L’acharnement des États et des institutions à poursuivre une telle politique ne peut qu’affaiblir l’Union dans son ensemble, et tout particulièrement l’Eurozone, et conduire à plus ou moins court terme à l’insatisfaction sociale, à l’instabilité politique et, en fin de compte, au triomphe des nationalismes en Europe.
Les propositions élaborées par les chercheurs du réseau PRIME et publiées par la Fondation Rosa Luxembourg, viennent à point nommé pour relever ces défis.
En conclusion de son étude, la Fondation souhaite ainsi alimenter le débat:
«Nous sommes conscients que changer les traités européens n’est pas chose aisée.

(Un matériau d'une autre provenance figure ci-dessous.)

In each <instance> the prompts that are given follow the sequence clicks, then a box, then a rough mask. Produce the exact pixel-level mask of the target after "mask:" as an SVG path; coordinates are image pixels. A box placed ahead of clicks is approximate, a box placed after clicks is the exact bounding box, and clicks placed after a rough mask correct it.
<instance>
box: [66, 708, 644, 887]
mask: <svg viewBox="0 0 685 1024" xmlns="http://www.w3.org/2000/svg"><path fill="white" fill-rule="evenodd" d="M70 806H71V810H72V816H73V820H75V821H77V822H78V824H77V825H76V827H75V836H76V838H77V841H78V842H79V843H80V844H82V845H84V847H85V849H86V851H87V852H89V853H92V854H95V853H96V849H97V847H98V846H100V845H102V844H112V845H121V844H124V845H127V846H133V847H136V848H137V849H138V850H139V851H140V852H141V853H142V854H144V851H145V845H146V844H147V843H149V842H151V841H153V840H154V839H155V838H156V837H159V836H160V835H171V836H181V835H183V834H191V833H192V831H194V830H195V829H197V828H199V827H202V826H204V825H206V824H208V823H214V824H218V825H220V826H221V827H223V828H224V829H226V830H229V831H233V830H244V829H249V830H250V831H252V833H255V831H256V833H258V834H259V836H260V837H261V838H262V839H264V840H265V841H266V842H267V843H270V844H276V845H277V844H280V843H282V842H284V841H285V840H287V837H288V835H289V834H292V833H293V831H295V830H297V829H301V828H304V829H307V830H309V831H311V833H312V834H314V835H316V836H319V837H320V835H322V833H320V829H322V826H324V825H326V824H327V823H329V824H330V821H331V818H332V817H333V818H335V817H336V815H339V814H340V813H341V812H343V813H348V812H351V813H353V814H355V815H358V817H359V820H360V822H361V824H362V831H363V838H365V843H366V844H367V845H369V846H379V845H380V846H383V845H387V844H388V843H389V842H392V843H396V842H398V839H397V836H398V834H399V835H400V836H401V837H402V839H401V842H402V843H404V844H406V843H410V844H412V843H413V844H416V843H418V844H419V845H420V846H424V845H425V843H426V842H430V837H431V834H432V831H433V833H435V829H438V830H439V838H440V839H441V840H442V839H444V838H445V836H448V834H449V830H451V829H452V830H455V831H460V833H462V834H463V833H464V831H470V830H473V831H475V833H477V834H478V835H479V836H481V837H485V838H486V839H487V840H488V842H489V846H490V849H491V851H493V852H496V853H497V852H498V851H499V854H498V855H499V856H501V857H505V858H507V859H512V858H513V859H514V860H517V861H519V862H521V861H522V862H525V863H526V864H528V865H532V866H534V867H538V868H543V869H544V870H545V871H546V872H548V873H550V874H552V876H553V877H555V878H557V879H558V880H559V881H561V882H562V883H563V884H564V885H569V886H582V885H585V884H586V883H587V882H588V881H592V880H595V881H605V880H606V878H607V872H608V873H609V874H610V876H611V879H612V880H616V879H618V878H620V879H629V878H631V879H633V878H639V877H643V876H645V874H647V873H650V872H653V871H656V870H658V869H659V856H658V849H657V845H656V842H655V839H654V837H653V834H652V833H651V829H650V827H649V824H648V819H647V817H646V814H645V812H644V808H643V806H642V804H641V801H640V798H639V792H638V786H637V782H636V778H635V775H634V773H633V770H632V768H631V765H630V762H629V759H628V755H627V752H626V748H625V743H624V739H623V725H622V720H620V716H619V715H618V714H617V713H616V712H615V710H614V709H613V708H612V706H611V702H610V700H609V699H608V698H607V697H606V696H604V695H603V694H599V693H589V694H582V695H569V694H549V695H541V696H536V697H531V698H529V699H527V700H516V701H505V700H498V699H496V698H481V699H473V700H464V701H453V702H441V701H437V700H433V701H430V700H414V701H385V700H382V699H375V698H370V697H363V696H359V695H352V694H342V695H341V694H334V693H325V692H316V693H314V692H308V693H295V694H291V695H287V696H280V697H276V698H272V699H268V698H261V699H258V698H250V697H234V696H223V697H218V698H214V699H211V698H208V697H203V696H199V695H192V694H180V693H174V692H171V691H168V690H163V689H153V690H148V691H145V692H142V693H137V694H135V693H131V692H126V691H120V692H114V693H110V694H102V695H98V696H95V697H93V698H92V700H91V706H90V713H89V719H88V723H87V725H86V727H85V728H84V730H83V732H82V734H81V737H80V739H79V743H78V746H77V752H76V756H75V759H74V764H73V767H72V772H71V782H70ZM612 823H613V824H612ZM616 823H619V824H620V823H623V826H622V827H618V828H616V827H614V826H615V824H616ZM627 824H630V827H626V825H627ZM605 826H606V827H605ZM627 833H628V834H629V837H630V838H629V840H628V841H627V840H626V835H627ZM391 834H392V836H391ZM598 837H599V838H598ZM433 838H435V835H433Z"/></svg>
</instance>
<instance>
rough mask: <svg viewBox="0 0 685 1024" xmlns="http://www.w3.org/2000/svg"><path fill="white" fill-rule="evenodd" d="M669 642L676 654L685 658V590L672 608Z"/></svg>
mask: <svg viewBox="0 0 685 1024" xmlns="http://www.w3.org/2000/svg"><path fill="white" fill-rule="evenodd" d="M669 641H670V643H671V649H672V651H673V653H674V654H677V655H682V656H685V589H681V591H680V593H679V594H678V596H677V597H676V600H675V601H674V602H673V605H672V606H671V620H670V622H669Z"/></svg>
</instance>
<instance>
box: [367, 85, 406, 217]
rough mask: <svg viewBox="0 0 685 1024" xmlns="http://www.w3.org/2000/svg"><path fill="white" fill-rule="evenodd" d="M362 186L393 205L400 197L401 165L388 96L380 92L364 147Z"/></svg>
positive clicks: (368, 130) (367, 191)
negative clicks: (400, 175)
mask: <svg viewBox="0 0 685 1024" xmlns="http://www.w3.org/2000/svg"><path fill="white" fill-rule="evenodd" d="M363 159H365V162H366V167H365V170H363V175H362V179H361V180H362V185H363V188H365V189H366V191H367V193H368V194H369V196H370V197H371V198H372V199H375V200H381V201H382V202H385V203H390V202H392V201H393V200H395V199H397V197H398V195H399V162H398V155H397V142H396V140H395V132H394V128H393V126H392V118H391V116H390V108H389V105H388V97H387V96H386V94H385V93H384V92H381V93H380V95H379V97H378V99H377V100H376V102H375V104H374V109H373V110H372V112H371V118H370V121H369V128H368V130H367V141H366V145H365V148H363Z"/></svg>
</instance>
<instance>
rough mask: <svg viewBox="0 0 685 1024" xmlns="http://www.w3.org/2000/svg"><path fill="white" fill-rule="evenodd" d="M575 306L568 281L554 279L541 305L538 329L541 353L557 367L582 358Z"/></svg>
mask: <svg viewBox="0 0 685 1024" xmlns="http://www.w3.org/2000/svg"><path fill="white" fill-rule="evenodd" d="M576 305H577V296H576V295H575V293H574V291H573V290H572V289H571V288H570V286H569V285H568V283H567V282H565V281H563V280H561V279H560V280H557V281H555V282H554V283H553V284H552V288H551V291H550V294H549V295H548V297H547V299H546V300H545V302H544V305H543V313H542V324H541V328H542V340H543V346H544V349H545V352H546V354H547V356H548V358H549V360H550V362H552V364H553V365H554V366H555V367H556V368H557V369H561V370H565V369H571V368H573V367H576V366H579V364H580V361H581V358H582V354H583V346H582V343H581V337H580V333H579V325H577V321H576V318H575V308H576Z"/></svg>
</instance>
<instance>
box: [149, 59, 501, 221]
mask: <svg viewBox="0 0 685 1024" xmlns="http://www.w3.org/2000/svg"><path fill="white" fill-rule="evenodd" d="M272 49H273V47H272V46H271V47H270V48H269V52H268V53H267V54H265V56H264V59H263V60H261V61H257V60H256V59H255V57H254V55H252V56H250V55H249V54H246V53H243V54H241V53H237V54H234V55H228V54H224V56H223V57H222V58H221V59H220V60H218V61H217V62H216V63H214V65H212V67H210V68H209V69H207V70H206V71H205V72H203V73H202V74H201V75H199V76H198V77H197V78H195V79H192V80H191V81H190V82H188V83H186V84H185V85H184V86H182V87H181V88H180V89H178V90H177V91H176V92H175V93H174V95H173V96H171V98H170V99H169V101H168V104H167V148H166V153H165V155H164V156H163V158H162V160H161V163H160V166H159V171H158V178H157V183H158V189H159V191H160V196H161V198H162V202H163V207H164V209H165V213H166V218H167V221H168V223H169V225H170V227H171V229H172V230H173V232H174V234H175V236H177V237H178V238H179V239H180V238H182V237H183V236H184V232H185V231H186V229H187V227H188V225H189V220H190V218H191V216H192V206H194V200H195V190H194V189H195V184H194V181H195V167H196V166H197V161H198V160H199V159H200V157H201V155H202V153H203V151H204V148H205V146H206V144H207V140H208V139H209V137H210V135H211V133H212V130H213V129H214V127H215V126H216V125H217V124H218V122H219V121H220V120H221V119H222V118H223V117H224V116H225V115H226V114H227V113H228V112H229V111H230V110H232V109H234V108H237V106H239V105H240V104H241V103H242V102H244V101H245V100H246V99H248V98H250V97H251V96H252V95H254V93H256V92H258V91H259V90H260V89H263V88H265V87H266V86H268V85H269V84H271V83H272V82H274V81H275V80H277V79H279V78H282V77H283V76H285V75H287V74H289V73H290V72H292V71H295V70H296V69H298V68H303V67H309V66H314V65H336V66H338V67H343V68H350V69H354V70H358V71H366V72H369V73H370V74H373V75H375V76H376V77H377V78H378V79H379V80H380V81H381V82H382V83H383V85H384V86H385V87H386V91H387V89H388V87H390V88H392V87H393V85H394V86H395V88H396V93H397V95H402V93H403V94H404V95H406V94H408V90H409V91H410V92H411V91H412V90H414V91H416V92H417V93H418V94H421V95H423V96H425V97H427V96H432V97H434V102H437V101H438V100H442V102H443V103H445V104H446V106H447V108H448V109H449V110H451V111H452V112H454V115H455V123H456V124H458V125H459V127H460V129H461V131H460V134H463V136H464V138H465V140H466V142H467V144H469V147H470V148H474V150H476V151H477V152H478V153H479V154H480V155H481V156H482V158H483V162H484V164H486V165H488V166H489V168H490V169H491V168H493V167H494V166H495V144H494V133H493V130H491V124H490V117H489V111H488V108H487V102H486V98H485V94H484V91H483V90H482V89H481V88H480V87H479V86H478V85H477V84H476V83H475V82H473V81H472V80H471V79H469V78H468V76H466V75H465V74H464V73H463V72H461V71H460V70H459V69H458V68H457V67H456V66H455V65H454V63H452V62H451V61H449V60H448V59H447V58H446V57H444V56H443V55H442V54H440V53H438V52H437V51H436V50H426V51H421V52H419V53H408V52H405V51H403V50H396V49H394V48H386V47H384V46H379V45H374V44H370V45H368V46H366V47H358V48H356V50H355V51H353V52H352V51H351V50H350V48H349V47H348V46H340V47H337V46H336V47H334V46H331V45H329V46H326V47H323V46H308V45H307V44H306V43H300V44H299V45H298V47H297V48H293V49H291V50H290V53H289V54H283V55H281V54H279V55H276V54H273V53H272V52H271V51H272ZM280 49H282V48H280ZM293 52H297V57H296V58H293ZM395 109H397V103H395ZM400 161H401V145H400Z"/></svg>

Mais une campagne de longue haleine, développée et soutenue largement dans toute l’Europe proposant des changements ciblés aux traités peut changer l’atmosphère politique et mener à terme au nécessaire «changement de paradigme» dans la réflexion économique. Pardessus tout, nous devons persuader les Européens progressistes, actifs dans des groupements politiques différents ou en dehors même des mouvements politiques, non seulement que There Is A Real Alternative (TIARA, not TINA!), mais que les règles et politiques économiques inscrites dans les traités actuels mettent l’Europe en danger.»
[1] Les États-membres de l’UE sauf le Royaume-Uni et la République tchèque qui n’ont pas voulu se joindre au TSCG, et la Croatie qui n’a rejoint l’UE qu’en juillet 2013. En pratique, quelques pays seulement ont transposé la «règle d’or» dans leur constitution nationale.